Le dirigeant nord-coréen Kim Jong-Un a supervisé un important exercice militaire simulant une attaque de la "Maison bleue", le siège de la présidence sud-coréenne, ont annoncé dimanche les médias nord-coréens. Cet exercice de simulation des forces spéciales nord-coréennes, que Kim Jong-Un a observé avec des jumelles, visait à "détruire des cibles ennemies spécifiques", parmi lesquelles la "Maison bleue", précise l'agence officielle KCNA.
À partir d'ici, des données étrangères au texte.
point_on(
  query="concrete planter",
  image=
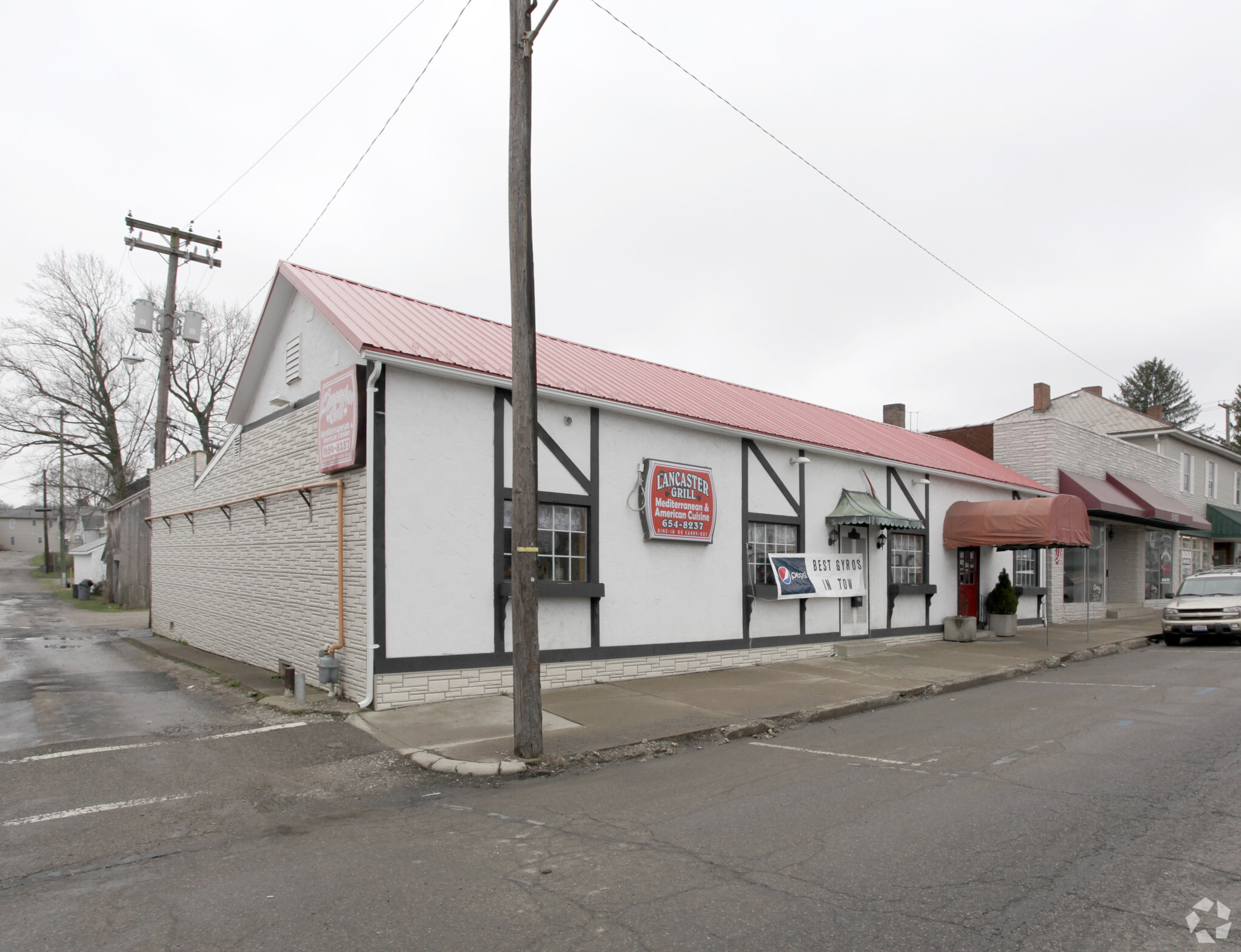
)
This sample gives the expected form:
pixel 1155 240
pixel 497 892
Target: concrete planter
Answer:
pixel 1003 626
pixel 960 628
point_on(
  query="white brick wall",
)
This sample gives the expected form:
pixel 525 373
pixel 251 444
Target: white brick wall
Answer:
pixel 398 691
pixel 258 592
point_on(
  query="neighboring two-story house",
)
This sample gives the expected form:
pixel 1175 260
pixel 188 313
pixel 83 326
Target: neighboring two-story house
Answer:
pixel 1163 503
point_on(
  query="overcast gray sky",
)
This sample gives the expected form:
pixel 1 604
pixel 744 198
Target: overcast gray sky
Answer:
pixel 1076 159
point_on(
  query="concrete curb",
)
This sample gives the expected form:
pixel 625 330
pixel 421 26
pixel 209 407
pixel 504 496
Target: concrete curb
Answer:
pixel 859 705
pixel 432 761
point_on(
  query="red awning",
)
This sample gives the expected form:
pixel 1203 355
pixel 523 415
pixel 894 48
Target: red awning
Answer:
pixel 1045 521
pixel 1129 499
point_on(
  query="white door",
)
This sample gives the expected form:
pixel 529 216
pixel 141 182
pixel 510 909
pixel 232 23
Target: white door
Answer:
pixel 855 610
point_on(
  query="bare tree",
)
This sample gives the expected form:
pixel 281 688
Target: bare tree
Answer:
pixel 204 375
pixel 65 359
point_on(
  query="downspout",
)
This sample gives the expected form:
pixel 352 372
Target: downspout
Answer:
pixel 370 541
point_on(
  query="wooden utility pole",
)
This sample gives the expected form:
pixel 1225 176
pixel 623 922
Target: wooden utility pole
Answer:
pixel 168 317
pixel 526 684
pixel 47 544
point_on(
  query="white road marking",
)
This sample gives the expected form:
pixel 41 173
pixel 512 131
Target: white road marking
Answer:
pixel 1085 684
pixel 96 808
pixel 253 730
pixel 150 744
pixel 827 754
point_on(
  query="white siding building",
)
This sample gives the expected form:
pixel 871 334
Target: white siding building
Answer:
pixel 245 557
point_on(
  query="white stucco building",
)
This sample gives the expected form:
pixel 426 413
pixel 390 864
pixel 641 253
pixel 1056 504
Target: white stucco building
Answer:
pixel 1163 503
pixel 247 550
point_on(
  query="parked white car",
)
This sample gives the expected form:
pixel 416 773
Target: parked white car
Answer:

Assaut et incendie de la "Maison bleue". Le Rodong Sinmun, organe du Parti des travailleurs au pouvoir à Pyongyang, publie de son côté une double page montrant des photos de militaires nord-coréens prenant d'assaut un bâtiment ressemblant au siège de la présidence sud-coréenne et l'incendiant. Un autre cliché montre Kim Jong-Un riant aux éclats en assistant au spectacle de cette simulation. 

"A travers l'exercice militaire, nos forces ont propagé un déluge de feu de l'île de Yeonpyeong à Cheong Wa Dae", le nom coréen de la "Maison bleue", a rapporté KCNA en référence à l'île sud-coréenne qui avait été bombardée par les forces nord-coréennes en 2010. Les médias officiels ne précisent pas la date de ces exercices.

Instabilité politique en Corée du Sud. Dans un communiqué, l'état-major sud-coréen a "fermement" condamné cet exercice : "Si l'ennemi se livre à une provocation fondée sur un jugement imprudent, nous riposterons fortement et fermement par un coup fatal à la direction nord-coréenne". Séoul redoute des "provocations militaires" de Pyongyang dans le contexte de la grave crise politique qui secoue la Corée du Sud. 

Les députés sud-coréens ont voté vendredi la destitution de la présidente Park Geun-Hye, la privant de ses vastes pouvoirs exécutifs, conséquence d'un gigantesque scandale de corruption qui a précipité dans la rue des millions de personnes et paralysé le gouvernement.